To examine the effect of ospemifene 60 mg/d on vasomotor symptoms in postmenopausal women using clinical safety and efficacy data from five phase 2 and 3 studies.The incidence of hot flush treatment-emergent adverse events (TEAEs) was compiled from five randomized, placebo-controlled clinical studies; baseline parameters associated with hot flush incidence were also identified.
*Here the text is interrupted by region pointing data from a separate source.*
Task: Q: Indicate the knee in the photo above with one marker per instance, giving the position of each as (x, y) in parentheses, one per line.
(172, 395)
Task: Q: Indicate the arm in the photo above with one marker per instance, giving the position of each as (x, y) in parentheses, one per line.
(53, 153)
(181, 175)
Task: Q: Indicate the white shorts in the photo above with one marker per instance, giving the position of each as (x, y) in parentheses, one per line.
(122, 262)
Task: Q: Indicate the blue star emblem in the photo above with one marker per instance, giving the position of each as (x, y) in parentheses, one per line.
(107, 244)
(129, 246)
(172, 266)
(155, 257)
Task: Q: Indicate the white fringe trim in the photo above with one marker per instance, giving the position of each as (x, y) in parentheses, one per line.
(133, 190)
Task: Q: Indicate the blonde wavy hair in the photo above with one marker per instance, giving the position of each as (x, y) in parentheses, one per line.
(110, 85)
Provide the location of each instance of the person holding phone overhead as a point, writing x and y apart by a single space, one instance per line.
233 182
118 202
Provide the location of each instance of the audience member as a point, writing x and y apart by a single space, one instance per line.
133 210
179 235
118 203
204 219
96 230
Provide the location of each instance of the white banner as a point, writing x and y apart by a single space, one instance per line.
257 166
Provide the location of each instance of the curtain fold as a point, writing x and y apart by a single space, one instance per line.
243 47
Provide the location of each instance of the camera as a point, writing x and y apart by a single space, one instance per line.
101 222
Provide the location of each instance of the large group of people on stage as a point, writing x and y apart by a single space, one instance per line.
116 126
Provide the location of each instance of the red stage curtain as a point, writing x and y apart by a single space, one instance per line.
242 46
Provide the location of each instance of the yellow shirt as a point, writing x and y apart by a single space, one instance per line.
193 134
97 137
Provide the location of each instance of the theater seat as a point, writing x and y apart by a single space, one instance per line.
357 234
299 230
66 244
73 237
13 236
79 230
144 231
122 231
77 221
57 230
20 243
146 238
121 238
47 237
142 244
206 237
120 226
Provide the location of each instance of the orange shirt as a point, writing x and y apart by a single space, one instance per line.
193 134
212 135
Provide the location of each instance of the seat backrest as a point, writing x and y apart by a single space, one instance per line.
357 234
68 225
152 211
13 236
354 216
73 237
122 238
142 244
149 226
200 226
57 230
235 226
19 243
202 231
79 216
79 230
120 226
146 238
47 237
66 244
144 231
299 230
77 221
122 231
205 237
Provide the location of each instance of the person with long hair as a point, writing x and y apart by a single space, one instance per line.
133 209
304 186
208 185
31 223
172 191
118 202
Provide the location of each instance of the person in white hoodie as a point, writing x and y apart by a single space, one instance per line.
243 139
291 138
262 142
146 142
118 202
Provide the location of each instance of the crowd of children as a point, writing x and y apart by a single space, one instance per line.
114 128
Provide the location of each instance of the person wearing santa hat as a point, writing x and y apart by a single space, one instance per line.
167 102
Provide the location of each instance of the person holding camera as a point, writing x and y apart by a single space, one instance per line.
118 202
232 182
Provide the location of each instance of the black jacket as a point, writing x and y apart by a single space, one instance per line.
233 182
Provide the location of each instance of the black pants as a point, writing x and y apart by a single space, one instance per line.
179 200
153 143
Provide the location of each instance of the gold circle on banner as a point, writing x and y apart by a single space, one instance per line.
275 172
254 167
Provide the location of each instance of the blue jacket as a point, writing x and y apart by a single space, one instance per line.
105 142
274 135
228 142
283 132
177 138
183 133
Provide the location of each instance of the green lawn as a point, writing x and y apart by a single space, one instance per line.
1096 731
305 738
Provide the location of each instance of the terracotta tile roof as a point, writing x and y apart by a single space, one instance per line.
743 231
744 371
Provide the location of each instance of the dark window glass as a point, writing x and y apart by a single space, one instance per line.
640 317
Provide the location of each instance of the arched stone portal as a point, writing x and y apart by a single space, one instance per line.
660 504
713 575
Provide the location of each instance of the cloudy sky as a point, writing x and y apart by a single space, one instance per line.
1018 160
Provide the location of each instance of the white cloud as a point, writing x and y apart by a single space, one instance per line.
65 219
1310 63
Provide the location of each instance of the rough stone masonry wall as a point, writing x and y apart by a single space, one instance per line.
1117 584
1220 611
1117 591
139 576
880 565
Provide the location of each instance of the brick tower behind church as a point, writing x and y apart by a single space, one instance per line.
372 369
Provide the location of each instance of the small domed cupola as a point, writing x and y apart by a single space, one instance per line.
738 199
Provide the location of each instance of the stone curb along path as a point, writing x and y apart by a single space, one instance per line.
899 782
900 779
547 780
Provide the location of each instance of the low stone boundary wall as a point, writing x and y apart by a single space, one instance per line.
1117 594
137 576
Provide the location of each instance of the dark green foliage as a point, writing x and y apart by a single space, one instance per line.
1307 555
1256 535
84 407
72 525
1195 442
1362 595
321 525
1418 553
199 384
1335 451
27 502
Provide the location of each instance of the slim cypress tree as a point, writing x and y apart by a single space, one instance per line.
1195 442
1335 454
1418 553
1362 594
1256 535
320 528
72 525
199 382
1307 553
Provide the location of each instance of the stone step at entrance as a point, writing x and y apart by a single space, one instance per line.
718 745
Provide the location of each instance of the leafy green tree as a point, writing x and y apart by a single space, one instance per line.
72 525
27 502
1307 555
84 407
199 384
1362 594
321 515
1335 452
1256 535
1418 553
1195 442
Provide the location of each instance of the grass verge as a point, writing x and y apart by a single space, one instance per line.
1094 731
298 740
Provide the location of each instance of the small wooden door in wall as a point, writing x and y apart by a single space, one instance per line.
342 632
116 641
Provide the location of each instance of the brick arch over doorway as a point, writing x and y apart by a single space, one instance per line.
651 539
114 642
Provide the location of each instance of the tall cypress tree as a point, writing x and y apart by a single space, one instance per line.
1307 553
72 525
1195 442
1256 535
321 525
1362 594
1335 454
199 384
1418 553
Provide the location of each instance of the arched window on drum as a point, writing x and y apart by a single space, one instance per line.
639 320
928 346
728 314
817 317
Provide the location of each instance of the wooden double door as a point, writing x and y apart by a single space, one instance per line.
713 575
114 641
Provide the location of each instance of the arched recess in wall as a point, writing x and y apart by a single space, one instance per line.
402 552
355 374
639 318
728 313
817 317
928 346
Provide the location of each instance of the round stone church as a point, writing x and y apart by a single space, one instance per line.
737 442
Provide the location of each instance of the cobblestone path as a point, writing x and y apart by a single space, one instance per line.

Ospemifene's effects on the frequency and severity of hot flushes were evaluated in a previously unpublished, 6-week, placebo-controlled study.Analysis of pooled hot flush TEAE data for 2,166 women showed an incidence of hot flush of 8.5% for ospemifene and 3.2% for placebo (P < 0.0001). Hot flushes were most frequent during the first 4 weeks of ospemifene treatment and decreased in frequency thereafter. Logistic regression analysis revealed that hormone therapy within 6 months before study start (P = 0.0234), longer study treatment duration (P = 0.0234), and more hot flush days per month at baseline (P = 0.0313) were associated with more hot flushes. Ospemifene 60 mg/d did not worsen the frequency and severity of existing hot flushes in a 6-week, placebo-controlled trial of 198 postmenopausal women who were experiencing moderate to very severe hot flushes.In randomized trials, hot flush TEAEs were more frequent with ospemifene 60 mg/d than with placebo, particularly among women with prior history of hormone therapy use. The majority of hot flushes, however, waned after 4 weeks of ospemifene treatment. Ospemifene did not worsen existing hot flushes in women experiencing moderate to very severe hot flushes.